The collective imagination owes a lot to cinema: since Indiana Jones to video games such as tomb Raider Or Unchartedthe pyramids are readily represented as deadly labyrinths, filled with trapdoors, twisted mechanisms and bloody traps. However, scientists are clear that these scenarios are fiction.
“No, they didn’t use traps in the pyramids, but they made it damn difficult to get in!”explains Egyptologist Reg Clark, specialist in security in ancient tombs, in an interview with the Live Science site. For another expert, Rolf Krauss, no trap system, mechanical or lethal, has ever been found in the pyramids.
If the idea appealed so much to the public, unfortunately it would not have worked in reality: the grave robbers worked in teams and a trap such as it is envisaged in fiction could only have stopped a man or two, leaving the rest of the group to continue their pillaging. This does not mean, however, that nothing was done by the builders, who favored other methods to discourage the curious.

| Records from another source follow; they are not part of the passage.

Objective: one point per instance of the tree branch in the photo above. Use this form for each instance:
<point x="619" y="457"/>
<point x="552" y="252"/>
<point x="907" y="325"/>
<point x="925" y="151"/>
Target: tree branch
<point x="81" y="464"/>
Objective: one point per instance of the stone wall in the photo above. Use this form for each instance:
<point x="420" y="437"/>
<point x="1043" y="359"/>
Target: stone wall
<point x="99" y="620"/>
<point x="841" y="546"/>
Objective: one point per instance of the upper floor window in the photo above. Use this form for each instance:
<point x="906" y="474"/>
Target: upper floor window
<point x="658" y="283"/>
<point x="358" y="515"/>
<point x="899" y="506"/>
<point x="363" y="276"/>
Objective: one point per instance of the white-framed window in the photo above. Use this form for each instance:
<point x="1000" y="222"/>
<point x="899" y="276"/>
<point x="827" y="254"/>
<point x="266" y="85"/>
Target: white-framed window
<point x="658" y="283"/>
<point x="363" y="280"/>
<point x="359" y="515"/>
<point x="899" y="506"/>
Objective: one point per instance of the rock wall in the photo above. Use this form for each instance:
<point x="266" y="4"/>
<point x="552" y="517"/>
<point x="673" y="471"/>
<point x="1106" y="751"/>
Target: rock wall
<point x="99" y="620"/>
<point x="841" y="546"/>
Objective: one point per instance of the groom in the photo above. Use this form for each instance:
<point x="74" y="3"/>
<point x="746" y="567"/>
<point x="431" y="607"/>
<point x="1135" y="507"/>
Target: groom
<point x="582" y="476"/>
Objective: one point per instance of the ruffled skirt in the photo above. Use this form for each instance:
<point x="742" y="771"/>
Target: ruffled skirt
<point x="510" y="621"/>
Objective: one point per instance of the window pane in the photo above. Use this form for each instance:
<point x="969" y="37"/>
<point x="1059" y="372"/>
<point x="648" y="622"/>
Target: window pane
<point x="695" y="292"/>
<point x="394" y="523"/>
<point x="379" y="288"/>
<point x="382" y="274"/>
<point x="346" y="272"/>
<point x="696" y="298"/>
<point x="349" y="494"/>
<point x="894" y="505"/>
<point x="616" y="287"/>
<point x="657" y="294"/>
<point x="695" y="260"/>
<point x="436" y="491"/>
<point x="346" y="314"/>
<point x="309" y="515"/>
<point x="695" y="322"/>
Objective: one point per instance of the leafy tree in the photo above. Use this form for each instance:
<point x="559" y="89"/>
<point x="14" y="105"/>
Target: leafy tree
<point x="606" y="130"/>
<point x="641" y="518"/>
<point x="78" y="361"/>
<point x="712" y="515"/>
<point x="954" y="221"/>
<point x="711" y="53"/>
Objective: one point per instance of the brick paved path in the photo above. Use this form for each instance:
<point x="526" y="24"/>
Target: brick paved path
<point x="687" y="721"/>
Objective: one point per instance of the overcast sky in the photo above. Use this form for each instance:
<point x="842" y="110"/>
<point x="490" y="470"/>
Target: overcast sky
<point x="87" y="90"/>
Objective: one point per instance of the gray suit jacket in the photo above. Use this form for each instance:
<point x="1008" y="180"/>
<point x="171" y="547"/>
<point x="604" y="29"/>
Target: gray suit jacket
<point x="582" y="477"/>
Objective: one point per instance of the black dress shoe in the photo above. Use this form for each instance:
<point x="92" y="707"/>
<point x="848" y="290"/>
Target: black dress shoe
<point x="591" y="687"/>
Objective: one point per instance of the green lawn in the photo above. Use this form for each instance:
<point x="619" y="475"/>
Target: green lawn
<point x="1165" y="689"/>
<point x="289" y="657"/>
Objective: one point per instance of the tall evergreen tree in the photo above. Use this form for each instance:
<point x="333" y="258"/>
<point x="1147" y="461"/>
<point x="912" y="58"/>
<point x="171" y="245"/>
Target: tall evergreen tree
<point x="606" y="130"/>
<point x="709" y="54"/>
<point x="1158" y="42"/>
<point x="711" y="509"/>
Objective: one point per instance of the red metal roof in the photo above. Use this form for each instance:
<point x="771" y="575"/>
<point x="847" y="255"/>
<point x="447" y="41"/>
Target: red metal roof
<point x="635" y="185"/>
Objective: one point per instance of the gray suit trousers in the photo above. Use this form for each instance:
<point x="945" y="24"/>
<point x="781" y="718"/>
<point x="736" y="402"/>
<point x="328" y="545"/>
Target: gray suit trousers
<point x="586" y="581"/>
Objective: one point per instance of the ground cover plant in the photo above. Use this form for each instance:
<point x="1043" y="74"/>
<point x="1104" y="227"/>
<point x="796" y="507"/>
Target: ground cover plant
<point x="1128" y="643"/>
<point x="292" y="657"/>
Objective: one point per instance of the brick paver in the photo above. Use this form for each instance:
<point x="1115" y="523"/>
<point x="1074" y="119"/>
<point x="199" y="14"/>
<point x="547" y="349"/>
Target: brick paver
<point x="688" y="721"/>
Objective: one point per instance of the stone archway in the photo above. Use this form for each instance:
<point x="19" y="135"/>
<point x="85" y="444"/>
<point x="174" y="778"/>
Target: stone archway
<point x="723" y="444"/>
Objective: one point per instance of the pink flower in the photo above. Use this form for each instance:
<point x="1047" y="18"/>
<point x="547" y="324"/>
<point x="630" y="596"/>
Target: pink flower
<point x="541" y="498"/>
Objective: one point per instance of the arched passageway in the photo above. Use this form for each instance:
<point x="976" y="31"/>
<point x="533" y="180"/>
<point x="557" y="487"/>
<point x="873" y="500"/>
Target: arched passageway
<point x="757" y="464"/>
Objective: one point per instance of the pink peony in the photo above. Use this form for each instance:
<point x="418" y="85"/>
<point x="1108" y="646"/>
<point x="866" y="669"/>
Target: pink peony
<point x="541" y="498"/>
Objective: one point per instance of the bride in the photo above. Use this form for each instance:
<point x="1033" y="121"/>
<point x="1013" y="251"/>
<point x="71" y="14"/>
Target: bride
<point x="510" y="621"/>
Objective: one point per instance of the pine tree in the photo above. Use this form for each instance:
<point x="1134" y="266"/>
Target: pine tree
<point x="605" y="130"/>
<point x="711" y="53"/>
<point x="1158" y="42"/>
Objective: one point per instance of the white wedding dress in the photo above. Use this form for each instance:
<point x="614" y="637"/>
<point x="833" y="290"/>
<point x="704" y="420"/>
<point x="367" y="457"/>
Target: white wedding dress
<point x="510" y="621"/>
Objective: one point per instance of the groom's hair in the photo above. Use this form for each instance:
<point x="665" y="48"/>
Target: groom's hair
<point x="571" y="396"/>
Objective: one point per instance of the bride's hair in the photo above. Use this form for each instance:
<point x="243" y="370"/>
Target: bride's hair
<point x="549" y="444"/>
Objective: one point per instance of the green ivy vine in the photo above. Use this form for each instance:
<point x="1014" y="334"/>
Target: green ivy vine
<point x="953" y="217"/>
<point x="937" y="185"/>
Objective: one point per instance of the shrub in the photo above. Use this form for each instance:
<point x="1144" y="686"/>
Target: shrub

The Egyptians excelled in the art of mystification: false entrances, deceptive corridors ending in dead ends, narrow labyrinths of dead-end passages – all ways of leading intruders astray. Sliding blocks of stone could obstruct access and make the path to the burial chamber particularly difficult. The very mass of the pyramid offered formidable protection: unlike the older tombs, the mastabas, the pyramids required serious effort to reach the royal burial.
No sign of curse
Sometimes, the simple structure of the monument could be fatal to looters or curious onlookers: during excavations of the Sekhemkhet pyramid in the 1950s, an accidental collapse killed a worker and injured two others, illustrating the danger inherent in these places. It was not, however, a trap, simply an accident aggravated by the complexity of the passages sealed by the architects of the place.
More symbolic than real, the protection of the pharaoh mainly involved the writing of magical texts, the famous “Texts of the Pyramids” inscribed on the walls of the tombs. They could, for example, proclaim the omnipotence of Osiris, supposed to keep ill-intentioned people away from the grave and preserve the eternal rest of the deceased. However, no real curse has been attested: it was above all a matter of protecting the king during his journey to the afterlife and not of cursing visitors.
Another proof that the pyramids were not particularly well protected: almost all of them were plundered in Antiquity or throughout the Middle Ages. If caught, desecrators faced punishments including mutilation or death, but the promise of treasure often outweighed fear. The pharaohs eventually abandoned the pyramid format in favor of the hidden tombs of the Valley of the Kings, surely hoping to escape the covetousness of future generations.
The idea of the death trap in the pyramids, as attractive as it may be, is therefore a pure product of the modern imagination, going against the architectural subtleties deployed by the ancient Egyptians. Their genius, very real, did not produce killing machines, but complex masterpieces that have withstood time and, sometimes, men.